Presentation #336.06 in the session Galaxies incl. the Milky Way.

Published onJul 01, 2023
Is There an Ultra-Faint Missing Satellites Problem?

Due to their high relative dark matter content, ultra-faint dwarf galaxies (UFDs; M* < 105Msun) are excellent testbeds for cosmological models. Historically, the number of low-mass galaxies around the Milky Way (MW) predicted by naively assigning a galaxy to each dark matter (DM) halo in a gravity-only simulation does not align with the observations (only ~60 observed). This is known as the classical missing satellite problem (MSP), and it initially posed a major challenge to the preferred cosmological model, Lambda-Cold Dark Matter Theory (LCDM). While the MSP has been largely solved for MW satellites above the UFD mass range, it may still exist for UFDs.

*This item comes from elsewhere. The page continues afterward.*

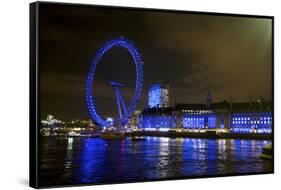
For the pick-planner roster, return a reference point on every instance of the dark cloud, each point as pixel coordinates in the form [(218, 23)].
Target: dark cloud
[(192, 53)]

In order to determine if this is the case, we need to know not only how many DM halos should host a UFD, but how many should be visible with current observational capabilities that are effective surface-brightness-limited. We redefine the simulated galaxy edge for all UFDs in our high and ultra-high resolution FIRE-2 (Hopkins et al. 2018) simulations, using several methods: we first attempt different fractions of the halo radius from 10%-40%, comparing the resulting stellar mass to that calculated by the halo finder, as well as determining the effect of this edge on predicted galaxy properties. We then employ a cut in effective surface brightness (SB), re-defining this edge for all simulated galaxies with 10 or more star particles (M* = a few x 100 Msun). Using the latter method, we find that most simulated UFDs have a larger redefined galaxy edge then what is currently predicted by all FIRE-2 simulations to date. This suggests that observations of UFDs may be detecting only their brighter central cores, and that observed ultra-faint MW satellites may have unobserved diffuse stellar halos. One such halo has been observed recently in Tucana II (Chiti et al. 2021), who find new stars out to nine of the UFD’s half-light radii. We make new testable predictions for the observed counts and properties of UFDs based on this SB cut, predictions that are more likely to match observations of existing observed ultra-faint galaxies.